/homophones

Generate lists of homophones

Primary LanguageRustOtherNOASSERTION

Homophones

A Rust command-line tool that makes a list of homophones from Wikitionary.

What's in this project

  • Some lists of homophones
  • A Rust command-line tool to generate your own list of homophones, based on an inputted word list.

Lists of homophones

If you're looking for lists of homophones, look in the homophone-lists directory.

Lists that are labeled "as pairs" contain pairs of homophones separated by commas. Example:

acts,ax
adds,ads
adds,adze

Lists labeled "as singles" are these same words, but with each on its own line, no commas:

acts
ax
adds
ads
adds
adze

Any lists with "cleaned" in the file name have been cleaned in some way, likely trimmed of whitespace, de-duplicated, and sorted alphabetically.

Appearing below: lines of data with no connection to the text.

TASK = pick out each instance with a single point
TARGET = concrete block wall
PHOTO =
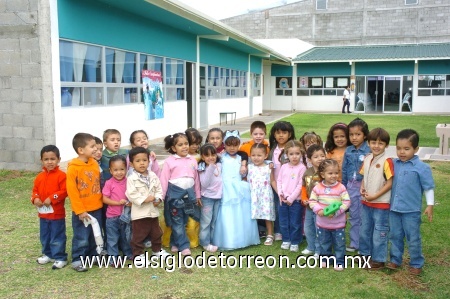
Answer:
(351, 22)
(21, 89)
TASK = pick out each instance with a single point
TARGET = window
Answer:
(321, 4)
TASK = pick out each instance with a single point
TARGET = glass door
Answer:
(392, 87)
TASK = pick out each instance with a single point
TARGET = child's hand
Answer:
(38, 203)
(429, 212)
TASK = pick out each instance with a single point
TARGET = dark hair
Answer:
(118, 158)
(98, 140)
(280, 126)
(108, 132)
(329, 144)
(357, 122)
(134, 133)
(50, 148)
(379, 133)
(81, 140)
(171, 140)
(208, 149)
(258, 124)
(326, 163)
(214, 130)
(409, 134)
(135, 151)
(193, 136)
(314, 148)
(260, 146)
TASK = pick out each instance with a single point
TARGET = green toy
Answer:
(331, 209)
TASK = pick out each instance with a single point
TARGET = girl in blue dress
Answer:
(235, 227)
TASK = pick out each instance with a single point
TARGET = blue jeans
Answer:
(374, 233)
(53, 238)
(83, 242)
(332, 238)
(116, 231)
(310, 229)
(208, 217)
(406, 225)
(291, 222)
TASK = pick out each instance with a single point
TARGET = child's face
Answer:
(215, 138)
(258, 135)
(50, 160)
(118, 170)
(330, 174)
(140, 163)
(112, 143)
(405, 150)
(294, 155)
(209, 159)
(377, 147)
(356, 136)
(258, 155)
(181, 147)
(316, 158)
(339, 138)
(282, 137)
(99, 153)
(140, 139)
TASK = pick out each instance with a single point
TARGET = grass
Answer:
(23, 277)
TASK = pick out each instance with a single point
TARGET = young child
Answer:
(351, 178)
(83, 189)
(209, 170)
(258, 133)
(337, 142)
(259, 174)
(331, 228)
(234, 226)
(378, 171)
(315, 154)
(114, 196)
(145, 193)
(280, 134)
(289, 188)
(140, 138)
(181, 190)
(49, 195)
(412, 179)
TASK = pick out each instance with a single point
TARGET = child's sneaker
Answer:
(294, 248)
(44, 260)
(285, 245)
(59, 265)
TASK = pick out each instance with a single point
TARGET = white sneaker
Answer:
(44, 260)
(285, 245)
(59, 265)
(306, 251)
(294, 248)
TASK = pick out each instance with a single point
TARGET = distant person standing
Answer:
(346, 100)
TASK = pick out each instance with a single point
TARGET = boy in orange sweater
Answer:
(83, 188)
(49, 194)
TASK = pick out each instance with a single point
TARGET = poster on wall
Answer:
(152, 92)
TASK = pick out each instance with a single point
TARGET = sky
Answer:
(221, 9)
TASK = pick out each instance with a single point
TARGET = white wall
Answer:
(125, 118)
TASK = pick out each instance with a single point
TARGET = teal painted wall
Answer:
(98, 23)
(323, 69)
(216, 54)
(434, 67)
(384, 68)
(281, 70)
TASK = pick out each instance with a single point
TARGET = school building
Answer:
(72, 66)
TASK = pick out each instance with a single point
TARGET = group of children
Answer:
(289, 187)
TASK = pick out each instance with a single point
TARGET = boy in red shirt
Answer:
(49, 194)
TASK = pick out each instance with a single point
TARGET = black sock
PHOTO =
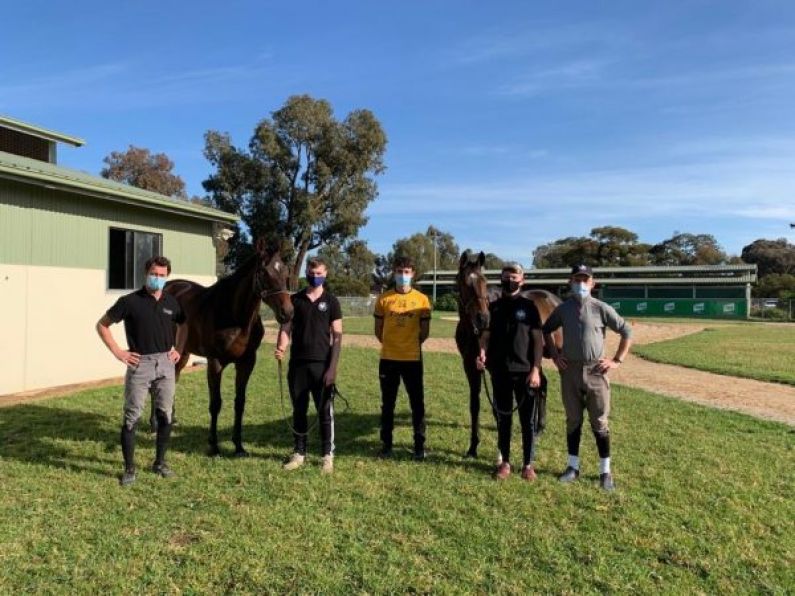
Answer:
(603, 444)
(573, 441)
(128, 447)
(163, 436)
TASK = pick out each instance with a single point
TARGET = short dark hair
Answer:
(316, 262)
(402, 263)
(160, 261)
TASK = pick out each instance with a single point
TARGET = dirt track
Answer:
(772, 401)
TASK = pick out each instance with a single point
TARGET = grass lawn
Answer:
(439, 327)
(704, 501)
(764, 352)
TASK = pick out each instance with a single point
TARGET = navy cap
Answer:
(581, 270)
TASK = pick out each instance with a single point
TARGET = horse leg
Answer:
(474, 378)
(214, 371)
(243, 369)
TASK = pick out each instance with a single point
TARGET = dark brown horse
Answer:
(474, 297)
(223, 325)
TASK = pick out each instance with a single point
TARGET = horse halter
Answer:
(475, 297)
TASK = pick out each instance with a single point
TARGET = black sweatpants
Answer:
(305, 377)
(507, 386)
(390, 372)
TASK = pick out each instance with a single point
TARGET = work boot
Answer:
(296, 461)
(570, 475)
(606, 482)
(502, 471)
(128, 477)
(528, 473)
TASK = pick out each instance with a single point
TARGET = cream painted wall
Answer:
(48, 317)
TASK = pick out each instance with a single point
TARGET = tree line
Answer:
(307, 177)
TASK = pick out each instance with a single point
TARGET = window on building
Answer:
(129, 250)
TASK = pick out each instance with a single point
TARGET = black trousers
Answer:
(390, 373)
(507, 386)
(305, 377)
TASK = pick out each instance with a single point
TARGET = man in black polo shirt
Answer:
(316, 331)
(511, 348)
(149, 315)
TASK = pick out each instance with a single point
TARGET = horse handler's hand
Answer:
(605, 364)
(560, 361)
(131, 359)
(534, 378)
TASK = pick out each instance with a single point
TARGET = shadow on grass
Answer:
(45, 435)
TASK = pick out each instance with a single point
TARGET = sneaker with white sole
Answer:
(296, 461)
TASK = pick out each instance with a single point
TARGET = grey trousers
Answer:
(582, 389)
(154, 375)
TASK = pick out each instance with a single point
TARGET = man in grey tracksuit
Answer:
(583, 368)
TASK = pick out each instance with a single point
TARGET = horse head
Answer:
(473, 296)
(270, 280)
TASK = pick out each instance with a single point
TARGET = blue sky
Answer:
(510, 124)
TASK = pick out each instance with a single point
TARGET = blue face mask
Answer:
(402, 280)
(580, 290)
(155, 283)
(315, 280)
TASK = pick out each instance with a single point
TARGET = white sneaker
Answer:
(295, 462)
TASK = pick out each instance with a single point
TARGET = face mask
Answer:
(402, 280)
(315, 280)
(155, 283)
(580, 290)
(509, 285)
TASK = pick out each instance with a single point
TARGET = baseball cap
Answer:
(582, 269)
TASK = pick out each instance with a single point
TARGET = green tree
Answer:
(306, 177)
(140, 168)
(770, 256)
(688, 249)
(419, 247)
(351, 268)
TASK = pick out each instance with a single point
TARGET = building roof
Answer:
(38, 131)
(31, 171)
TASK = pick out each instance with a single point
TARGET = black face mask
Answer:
(509, 285)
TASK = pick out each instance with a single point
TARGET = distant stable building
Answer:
(70, 245)
(700, 291)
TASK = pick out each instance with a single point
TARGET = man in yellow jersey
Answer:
(402, 323)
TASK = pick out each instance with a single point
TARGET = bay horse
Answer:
(223, 324)
(474, 297)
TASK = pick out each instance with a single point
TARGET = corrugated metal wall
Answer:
(48, 227)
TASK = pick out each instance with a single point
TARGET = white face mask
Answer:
(580, 290)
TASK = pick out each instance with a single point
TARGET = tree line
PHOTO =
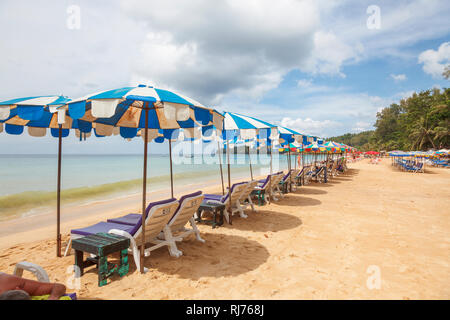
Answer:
(420, 122)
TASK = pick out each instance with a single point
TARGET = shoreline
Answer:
(75, 215)
(319, 242)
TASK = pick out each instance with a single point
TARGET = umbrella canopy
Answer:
(37, 113)
(314, 147)
(130, 110)
(289, 147)
(126, 108)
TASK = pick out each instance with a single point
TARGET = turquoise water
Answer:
(29, 181)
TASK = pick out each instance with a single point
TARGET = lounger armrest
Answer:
(214, 201)
(134, 247)
(38, 271)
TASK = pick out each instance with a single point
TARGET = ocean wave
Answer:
(16, 205)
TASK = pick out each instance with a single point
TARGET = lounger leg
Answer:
(171, 243)
(251, 203)
(196, 231)
(134, 247)
(68, 246)
(227, 215)
(241, 211)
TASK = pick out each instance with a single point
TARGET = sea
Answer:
(28, 183)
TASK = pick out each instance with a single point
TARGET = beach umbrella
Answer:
(289, 136)
(146, 109)
(133, 111)
(245, 128)
(38, 114)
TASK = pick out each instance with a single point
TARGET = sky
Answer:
(322, 68)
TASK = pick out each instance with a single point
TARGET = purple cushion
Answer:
(183, 198)
(221, 198)
(102, 227)
(72, 296)
(130, 219)
(213, 197)
(191, 195)
(135, 219)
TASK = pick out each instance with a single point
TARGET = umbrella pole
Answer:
(229, 182)
(58, 196)
(219, 152)
(289, 168)
(144, 189)
(270, 177)
(171, 171)
(250, 162)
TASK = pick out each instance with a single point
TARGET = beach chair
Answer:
(308, 174)
(333, 171)
(274, 184)
(284, 183)
(175, 229)
(38, 272)
(230, 199)
(157, 214)
(294, 181)
(318, 174)
(261, 189)
(246, 200)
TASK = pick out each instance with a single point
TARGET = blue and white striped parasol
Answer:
(126, 108)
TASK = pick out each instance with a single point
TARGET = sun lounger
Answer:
(277, 177)
(175, 230)
(245, 200)
(231, 198)
(158, 215)
(285, 182)
(318, 174)
(294, 179)
(261, 189)
(39, 272)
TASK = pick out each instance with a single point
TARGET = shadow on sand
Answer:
(264, 220)
(304, 190)
(220, 256)
(296, 200)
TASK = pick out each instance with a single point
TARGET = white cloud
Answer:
(310, 126)
(362, 126)
(209, 49)
(434, 61)
(329, 54)
(398, 77)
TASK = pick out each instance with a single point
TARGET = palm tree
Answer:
(421, 134)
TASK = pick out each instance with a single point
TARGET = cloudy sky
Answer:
(320, 67)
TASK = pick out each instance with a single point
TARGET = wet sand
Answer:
(324, 241)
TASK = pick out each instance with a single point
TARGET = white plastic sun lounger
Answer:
(158, 215)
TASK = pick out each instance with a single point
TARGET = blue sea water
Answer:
(30, 181)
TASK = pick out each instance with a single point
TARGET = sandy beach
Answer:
(321, 242)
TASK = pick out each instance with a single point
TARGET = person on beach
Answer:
(17, 288)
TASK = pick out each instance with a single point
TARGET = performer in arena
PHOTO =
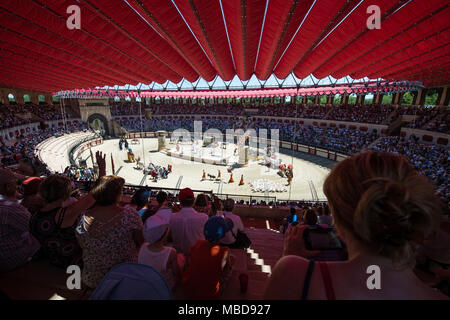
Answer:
(130, 155)
(290, 173)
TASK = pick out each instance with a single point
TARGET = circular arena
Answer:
(224, 150)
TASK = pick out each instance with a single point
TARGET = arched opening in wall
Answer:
(337, 99)
(98, 123)
(387, 99)
(11, 98)
(368, 99)
(352, 99)
(41, 99)
(431, 97)
(407, 99)
(26, 98)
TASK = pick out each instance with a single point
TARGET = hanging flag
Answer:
(112, 164)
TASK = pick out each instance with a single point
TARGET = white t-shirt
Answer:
(237, 225)
(186, 227)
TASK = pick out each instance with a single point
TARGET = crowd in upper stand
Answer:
(191, 241)
(431, 160)
(21, 150)
(10, 114)
(362, 114)
(432, 119)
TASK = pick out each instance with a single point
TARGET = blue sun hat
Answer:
(215, 228)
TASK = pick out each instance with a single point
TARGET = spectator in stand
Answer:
(325, 218)
(202, 204)
(216, 207)
(54, 224)
(108, 234)
(31, 198)
(237, 225)
(382, 209)
(187, 225)
(154, 251)
(17, 245)
(310, 218)
(140, 200)
(210, 264)
(290, 218)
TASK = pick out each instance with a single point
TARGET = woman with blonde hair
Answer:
(382, 209)
(108, 233)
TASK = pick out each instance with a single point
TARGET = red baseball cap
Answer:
(186, 194)
(31, 185)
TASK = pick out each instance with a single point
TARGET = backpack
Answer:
(132, 281)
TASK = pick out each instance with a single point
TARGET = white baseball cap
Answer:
(155, 226)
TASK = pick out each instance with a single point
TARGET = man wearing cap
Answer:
(31, 199)
(210, 264)
(230, 238)
(187, 225)
(154, 252)
(17, 245)
(140, 200)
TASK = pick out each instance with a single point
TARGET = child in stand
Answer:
(210, 264)
(154, 253)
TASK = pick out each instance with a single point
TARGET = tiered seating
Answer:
(55, 151)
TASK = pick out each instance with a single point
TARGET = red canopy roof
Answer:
(358, 88)
(141, 41)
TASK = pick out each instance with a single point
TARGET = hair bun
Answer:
(383, 213)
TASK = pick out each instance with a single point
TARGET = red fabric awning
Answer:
(145, 41)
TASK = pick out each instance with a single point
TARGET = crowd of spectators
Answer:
(192, 250)
(343, 140)
(18, 114)
(225, 109)
(188, 239)
(21, 150)
(431, 160)
(427, 118)
(362, 114)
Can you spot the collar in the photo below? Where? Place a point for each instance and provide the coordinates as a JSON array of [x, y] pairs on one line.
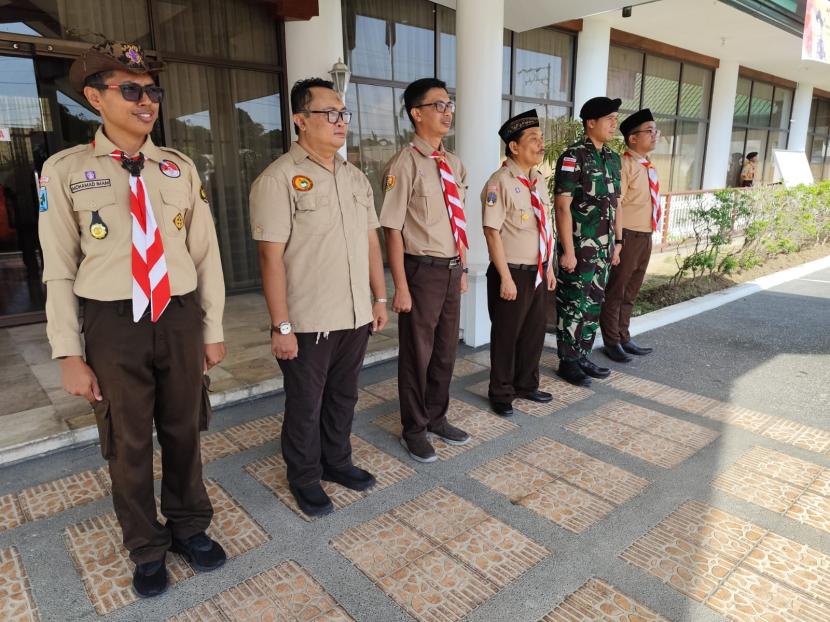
[[104, 146]]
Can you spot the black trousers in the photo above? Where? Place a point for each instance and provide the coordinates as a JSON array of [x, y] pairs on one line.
[[151, 373], [320, 396], [517, 334]]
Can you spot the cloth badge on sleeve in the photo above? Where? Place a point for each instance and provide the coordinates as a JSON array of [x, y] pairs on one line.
[[170, 169], [302, 183]]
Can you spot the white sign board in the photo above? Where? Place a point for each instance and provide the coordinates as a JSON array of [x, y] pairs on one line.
[[792, 168]]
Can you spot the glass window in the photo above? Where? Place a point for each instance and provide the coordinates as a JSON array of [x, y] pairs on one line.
[[543, 64]]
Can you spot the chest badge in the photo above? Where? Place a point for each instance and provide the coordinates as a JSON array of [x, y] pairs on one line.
[[169, 168], [302, 183], [97, 228]]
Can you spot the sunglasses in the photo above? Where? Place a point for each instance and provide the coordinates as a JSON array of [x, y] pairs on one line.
[[133, 92]]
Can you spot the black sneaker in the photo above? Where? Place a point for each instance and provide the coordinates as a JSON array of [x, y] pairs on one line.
[[150, 578], [351, 477], [202, 553], [450, 434], [312, 499], [419, 449]]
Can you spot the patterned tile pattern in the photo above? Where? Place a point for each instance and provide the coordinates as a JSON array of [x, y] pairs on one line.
[[643, 433], [780, 483], [96, 549], [16, 602], [735, 567], [564, 395], [566, 486], [270, 472], [480, 425], [439, 556], [286, 592], [597, 601]]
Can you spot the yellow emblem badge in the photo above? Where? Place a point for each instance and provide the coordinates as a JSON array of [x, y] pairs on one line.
[[302, 183]]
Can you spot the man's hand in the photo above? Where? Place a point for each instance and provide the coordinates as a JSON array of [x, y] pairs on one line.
[[568, 261], [284, 347], [508, 289], [79, 379], [214, 353], [402, 301], [379, 316]]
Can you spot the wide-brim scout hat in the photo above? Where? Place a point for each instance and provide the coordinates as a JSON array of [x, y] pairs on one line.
[[111, 56]]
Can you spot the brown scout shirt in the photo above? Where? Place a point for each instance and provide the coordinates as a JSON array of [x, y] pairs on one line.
[[413, 200], [83, 180], [323, 218], [506, 207], [635, 196]]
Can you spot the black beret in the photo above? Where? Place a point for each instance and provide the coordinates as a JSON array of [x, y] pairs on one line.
[[518, 123], [597, 107], [634, 120]]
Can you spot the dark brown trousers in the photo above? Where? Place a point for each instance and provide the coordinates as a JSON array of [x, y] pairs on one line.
[[623, 286], [428, 338], [320, 396], [517, 334], [151, 373]]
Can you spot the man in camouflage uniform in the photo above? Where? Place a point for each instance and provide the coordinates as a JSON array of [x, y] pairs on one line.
[[586, 190]]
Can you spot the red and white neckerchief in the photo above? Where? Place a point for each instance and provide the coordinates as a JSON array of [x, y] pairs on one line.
[[455, 209], [543, 223], [654, 189], [151, 283]]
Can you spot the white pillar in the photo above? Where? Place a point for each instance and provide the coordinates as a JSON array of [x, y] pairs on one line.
[[800, 123], [479, 27], [592, 49], [312, 47], [719, 143]]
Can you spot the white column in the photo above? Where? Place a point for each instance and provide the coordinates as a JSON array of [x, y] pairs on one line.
[[312, 47], [592, 49], [479, 26], [719, 143], [800, 123]]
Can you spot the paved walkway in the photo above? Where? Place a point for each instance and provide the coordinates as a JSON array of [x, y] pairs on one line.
[[694, 484]]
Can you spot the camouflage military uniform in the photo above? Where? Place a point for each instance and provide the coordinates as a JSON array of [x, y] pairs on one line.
[[592, 178]]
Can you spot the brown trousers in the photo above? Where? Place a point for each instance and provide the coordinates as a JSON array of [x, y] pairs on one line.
[[428, 338], [517, 334], [623, 286], [320, 396], [151, 373]]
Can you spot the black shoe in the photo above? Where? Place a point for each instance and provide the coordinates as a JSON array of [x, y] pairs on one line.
[[503, 409], [633, 348], [150, 579], [616, 353], [592, 369], [312, 499], [202, 553], [570, 371], [543, 397], [350, 477]]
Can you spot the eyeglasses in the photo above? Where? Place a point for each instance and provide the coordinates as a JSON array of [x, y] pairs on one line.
[[333, 116], [133, 92], [441, 107]]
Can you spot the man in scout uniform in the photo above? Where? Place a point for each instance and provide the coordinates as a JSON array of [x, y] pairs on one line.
[[517, 226], [125, 226], [638, 216], [586, 188], [314, 218], [426, 242]]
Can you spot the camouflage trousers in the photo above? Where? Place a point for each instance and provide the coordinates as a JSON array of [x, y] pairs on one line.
[[579, 296]]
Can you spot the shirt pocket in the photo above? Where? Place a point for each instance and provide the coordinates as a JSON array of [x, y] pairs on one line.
[[174, 206]]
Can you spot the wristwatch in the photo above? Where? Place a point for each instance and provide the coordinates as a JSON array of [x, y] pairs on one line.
[[283, 328]]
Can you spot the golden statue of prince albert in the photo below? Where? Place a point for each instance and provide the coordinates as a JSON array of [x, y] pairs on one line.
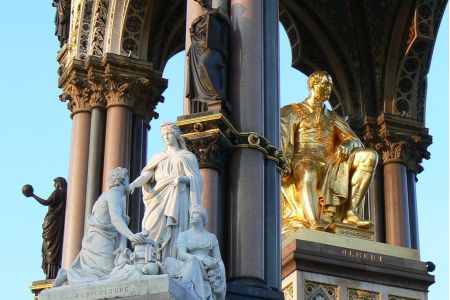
[[328, 169]]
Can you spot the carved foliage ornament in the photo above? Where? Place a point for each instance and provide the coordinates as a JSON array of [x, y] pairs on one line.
[[411, 150], [317, 290], [100, 19], [411, 80]]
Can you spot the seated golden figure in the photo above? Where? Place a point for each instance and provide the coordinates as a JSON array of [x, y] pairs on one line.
[[329, 171]]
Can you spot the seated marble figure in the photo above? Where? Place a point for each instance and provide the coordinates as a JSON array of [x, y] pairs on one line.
[[199, 268], [103, 255]]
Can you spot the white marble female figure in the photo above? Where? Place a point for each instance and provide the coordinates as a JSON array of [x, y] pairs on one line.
[[171, 183], [199, 267], [105, 228]]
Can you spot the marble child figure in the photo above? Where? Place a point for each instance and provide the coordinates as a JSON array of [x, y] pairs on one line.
[[199, 267], [105, 228], [171, 183]]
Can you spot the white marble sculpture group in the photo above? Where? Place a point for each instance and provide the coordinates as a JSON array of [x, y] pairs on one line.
[[173, 240]]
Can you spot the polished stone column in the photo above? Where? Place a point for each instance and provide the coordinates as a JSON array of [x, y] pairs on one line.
[[376, 198], [95, 165], [117, 140], [213, 202], [412, 204], [193, 10], [246, 169], [76, 194], [396, 204], [272, 185], [134, 208]]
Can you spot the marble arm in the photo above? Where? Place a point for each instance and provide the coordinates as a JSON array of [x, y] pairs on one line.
[[115, 212], [142, 179], [183, 254]]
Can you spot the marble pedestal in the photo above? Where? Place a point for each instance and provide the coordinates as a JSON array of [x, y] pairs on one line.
[[319, 265], [157, 287]]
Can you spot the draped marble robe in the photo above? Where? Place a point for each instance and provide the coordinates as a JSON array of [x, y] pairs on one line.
[[167, 205]]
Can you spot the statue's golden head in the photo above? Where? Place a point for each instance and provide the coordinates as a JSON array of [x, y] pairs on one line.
[[320, 85]]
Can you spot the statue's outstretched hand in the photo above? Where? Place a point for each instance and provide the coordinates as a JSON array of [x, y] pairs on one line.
[[343, 152], [131, 188], [137, 238]]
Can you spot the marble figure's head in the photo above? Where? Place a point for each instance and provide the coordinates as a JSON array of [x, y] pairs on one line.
[[118, 176], [200, 211], [60, 183], [173, 128], [321, 84]]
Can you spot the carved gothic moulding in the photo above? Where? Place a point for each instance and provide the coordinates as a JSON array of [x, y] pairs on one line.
[[133, 27], [288, 292], [195, 125], [411, 79], [392, 297], [357, 294], [318, 290]]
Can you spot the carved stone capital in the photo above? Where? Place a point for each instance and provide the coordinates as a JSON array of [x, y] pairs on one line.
[[211, 149], [75, 88], [222, 135], [96, 81], [404, 142], [207, 138], [133, 83]]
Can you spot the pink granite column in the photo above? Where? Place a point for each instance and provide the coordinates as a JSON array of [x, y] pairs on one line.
[[396, 204], [76, 194], [117, 140]]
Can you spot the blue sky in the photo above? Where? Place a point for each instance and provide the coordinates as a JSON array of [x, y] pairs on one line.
[[36, 130]]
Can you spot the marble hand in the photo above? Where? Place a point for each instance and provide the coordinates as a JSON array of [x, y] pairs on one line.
[[180, 179], [131, 188], [137, 238]]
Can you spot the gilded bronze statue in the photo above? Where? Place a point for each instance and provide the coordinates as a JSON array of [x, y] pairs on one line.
[[62, 20], [53, 227], [328, 169], [208, 60]]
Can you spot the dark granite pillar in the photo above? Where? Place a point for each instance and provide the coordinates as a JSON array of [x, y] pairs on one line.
[[136, 165], [272, 185], [412, 203], [396, 204], [376, 198], [252, 30]]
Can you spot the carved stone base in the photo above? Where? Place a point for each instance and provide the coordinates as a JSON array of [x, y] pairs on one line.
[[353, 231], [319, 265], [246, 288], [157, 287]]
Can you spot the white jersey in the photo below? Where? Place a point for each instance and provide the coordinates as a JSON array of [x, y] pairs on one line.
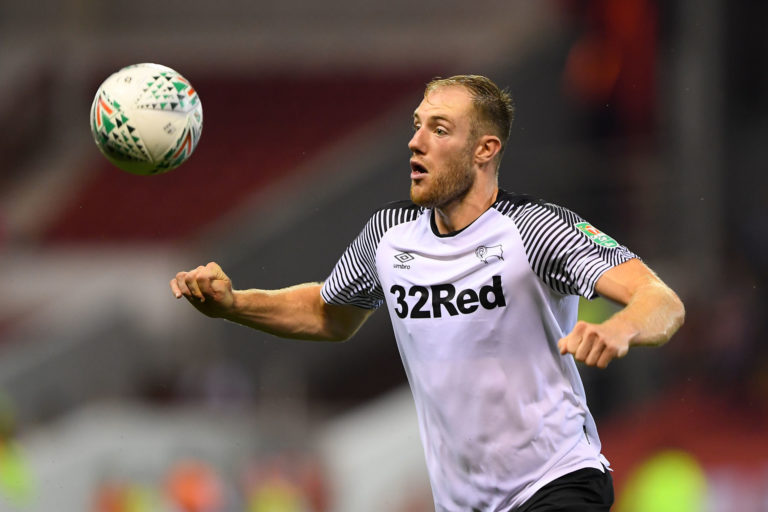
[[477, 315]]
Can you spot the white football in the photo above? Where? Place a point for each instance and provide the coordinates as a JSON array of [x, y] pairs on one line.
[[146, 119]]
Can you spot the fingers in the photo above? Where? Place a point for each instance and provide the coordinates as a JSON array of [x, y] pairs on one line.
[[197, 283], [592, 346]]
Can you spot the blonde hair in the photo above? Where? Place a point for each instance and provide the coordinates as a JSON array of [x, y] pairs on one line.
[[494, 107]]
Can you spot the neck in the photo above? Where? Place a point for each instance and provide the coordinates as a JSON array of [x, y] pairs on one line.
[[464, 211]]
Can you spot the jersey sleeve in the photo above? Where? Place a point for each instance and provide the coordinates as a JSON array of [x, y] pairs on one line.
[[566, 252], [355, 280]]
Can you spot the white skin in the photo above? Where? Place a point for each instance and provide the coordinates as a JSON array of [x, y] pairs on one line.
[[455, 172]]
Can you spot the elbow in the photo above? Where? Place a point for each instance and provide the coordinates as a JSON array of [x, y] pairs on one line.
[[677, 315]]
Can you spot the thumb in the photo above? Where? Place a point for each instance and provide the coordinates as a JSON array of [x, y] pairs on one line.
[[216, 272]]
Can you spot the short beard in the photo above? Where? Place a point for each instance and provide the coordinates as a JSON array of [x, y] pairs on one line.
[[451, 185]]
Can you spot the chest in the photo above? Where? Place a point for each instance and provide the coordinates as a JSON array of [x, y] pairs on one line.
[[481, 269]]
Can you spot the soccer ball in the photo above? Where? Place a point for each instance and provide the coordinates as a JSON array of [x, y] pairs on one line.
[[146, 119]]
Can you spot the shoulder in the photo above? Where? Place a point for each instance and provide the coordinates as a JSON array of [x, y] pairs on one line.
[[523, 207]]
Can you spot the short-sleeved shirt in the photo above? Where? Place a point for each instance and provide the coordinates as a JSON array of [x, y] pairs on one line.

I'd recommend using cleaned files.

Making your own list of homophones

To make your own list of homophones, you'll want to use the included command-line tool.

How it works

The command-line tool will search and scrape Wikitionary for each word in the inputted word list file(s), searching for homophones.

Installing the command-line tool

  1. Install Rust if you haven't already
  2. Run: cargo install --git https://github.com/sts10/homophones --branch main

Usage

Usage: homophones [OPTIONS] <Inputted word lists>...

Arguments:
  <Inputted word lists>...  Word list input files. Can provide more than one (they'll be combined)

Options:
  -p, --pairs <PAIRS_OUTPUT>      Path for outputted file for list of PAIRS of homophones
  -s, --singles <SINGLES_OUTPUT>  Path for outputted file for list of SINGLE homophones
  -f, --force                     Force overwrite of output file(s), if it exists
  -h, --help                      Print help
  -V, --version                   Print version

Examples

Take words from a file called input_list.txt and print a list of homophones, one per line, to a new file called some_homophones_as_a_single_list.txt: homophones -s some_homophones_as_a_single_list.txt input_list.txt

Take words from a file called input_list.txt and print a list of homophones, a pair of homophones per line, to a new file called some_homophones_as_pairs_list.txt: homophones -p some_homophones_as_pairs_list.txt input_list.txt

Do both of those things at once! homophones -s some_homophones_as_a_single_list.txt -p some_homophones_as_pairs_list.txt input_list.txt

To do

  • Make it async!

Licensing

This project scrapes homophones from Wikitionary. In an effort to comply with Wikitionary's Terms of Use, the lists/results generated by this project, including files in the ./homophone-lists directory, are, like the text of Wikitionary itself, available under the Creative Commons Attribution-ShareAlike License.

The code of this project is available under the Blue Oak Model License.